The IoT Sentinel poster+demo combination received the Best Poster award at IEEE ICDCS 2017.  The award is for the best poster chosen from among 42 posters and 16 poster+demo combinations. IEEE ICDCS is a well-established (37 years) top conference in distributed systems (JuFo 2). The work is a collaboration between Aalto University, TU Darmstadt, and University of Helsinki.

Best student paper award at Web Science 2017

At the 2017 International ACM Web Science Conference (Websci’17), the best student paper award went to the paper titled “The Effect of Collective Attention on Controversial Debates on Social Media” by Venkata Rama Kiran Garimella (Aalto), Gianmarco De Francisci Morales (QCRI), Aristides Gionis (Aalto), and Michael Mathioudakis (Aalto).

The full paper is publicly available on Arxiv.

Best student paper award at WSDM 2017

At the 2017 International Conference on Web Search and Data Mining (WSDM 2017), the best student paper award went to “Reducing Controversy by Connecting Opposing Views” by Venkata Rama Kiran Garimella, Gianmarco De Francisci Morales, Aristides Gionis, and Michael Mathioudakis, from Aalto University and Qatar Computing Research Institute.

For a high level description of the paper, please visit the blog of Aalto’s Data Mining Group.

The full paper is publicly available in ACM’s Digital Library.

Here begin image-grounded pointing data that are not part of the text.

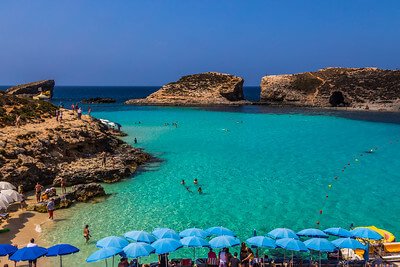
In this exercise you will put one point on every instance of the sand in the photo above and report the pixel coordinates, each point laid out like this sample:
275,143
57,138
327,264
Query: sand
23,226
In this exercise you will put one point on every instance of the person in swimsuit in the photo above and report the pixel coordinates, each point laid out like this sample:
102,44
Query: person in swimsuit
38,191
63,186
86,233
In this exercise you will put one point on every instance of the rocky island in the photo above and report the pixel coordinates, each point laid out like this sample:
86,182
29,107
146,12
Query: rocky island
43,88
35,147
359,88
210,88
98,100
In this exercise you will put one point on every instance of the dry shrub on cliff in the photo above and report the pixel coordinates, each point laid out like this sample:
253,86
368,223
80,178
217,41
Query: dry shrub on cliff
28,109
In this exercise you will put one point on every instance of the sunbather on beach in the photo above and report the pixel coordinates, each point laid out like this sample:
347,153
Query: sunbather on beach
86,233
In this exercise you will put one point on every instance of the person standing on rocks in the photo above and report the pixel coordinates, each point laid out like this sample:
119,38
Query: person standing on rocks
31,245
50,208
63,185
17,121
103,159
38,191
79,113
86,233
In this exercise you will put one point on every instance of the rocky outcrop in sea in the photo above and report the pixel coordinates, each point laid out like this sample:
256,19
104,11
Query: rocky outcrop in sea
365,88
78,193
210,88
98,100
32,89
42,149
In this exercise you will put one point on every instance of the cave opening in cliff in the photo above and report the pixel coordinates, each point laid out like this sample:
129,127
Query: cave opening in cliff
336,99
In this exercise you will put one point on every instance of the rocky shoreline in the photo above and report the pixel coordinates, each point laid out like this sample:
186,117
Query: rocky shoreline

National Information Security Master’s Thesis of the Year Award

Former Aalto Computer Science Master’s student Klaudia Krawiecka won the 2017 national competition for the best information security thesis in Finland. Klaudia’s work introduced SafeKeeper, a system that is designed to address the challenge of protecting users’ passwords and other types of sensitive data in web servers.

As part of her thesis research, Klaudia conducted a user study which demonstrated that SafeKeeper is effective: in 87% of the cases, study participants were able to correctly identify whether sending in their passwords to a given web server is safe. In addition, the user study revealed interesting observations in users’ attitudes and impressions towards security and privacy. “Password-based systems have complex infrastructure behind them, but ordinary users should be able to use passwords safely without having to understand all the complexity. This was an important objective for us when we designed SafeKeeper”, says Klaudia.

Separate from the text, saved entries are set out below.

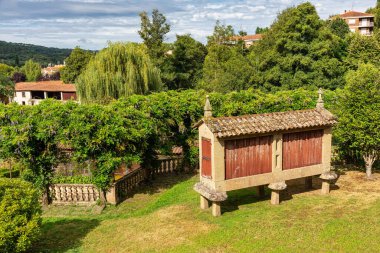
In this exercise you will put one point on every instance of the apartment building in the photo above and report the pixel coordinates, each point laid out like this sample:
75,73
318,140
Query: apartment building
359,22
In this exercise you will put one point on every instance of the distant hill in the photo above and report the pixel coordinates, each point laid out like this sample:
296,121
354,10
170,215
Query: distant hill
16,54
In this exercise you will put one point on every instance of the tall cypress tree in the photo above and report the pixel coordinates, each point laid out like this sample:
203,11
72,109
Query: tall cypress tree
116,71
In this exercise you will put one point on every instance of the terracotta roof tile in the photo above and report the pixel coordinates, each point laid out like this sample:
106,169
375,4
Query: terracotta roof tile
45,86
269,122
248,37
350,14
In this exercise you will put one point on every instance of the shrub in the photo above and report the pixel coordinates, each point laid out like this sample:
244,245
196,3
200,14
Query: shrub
20,215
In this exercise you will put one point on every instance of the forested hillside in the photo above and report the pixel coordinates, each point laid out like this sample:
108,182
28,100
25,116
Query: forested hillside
16,54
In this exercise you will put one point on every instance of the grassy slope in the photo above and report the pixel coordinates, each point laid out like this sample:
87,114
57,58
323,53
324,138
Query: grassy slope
166,217
43,55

The Master’s thesis titled “Improving Web Security Using Trusted Hardware” was advised by Dr Andrew Paverd and supervised by Professor N. Asokan. SafeKeeper was developed as part of the Intel Collaborative Research Institute for Secure Computing (ICRI-SC) as well as the Tekes Cloud-assisted Security Services (CloSer) project.

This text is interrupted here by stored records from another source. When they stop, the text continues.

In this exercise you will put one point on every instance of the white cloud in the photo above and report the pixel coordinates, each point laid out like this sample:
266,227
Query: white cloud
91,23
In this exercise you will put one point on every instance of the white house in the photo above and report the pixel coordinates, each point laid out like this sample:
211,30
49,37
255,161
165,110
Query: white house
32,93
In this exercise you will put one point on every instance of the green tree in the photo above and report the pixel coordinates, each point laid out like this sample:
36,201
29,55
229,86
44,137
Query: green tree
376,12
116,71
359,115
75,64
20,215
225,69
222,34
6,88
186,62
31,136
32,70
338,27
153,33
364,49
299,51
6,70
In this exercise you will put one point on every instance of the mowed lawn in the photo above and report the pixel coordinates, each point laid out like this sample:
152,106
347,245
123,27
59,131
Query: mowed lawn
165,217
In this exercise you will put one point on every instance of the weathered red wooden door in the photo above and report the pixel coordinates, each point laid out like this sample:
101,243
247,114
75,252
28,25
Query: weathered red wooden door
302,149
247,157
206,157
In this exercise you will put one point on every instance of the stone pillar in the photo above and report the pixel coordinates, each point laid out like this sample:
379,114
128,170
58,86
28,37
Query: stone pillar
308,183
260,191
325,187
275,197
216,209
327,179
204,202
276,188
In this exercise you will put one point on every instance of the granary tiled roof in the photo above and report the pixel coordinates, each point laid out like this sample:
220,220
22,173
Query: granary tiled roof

Klaudia’s great work was highly acknowledged in the award ceremony by the reviewers from Tietoturva ry and Tietotekniikan tutkimussäätiö. On top of that, she is the first woman to win the best Master thesis award in information security in Finland. Many companies in cyber security are currently investing to hire more young professionals. “This is a very good development. However, in my opinion, we should pay more attention to women in technology, and encourage their initiatives and careers both in academia and in industry”, Klaudia says.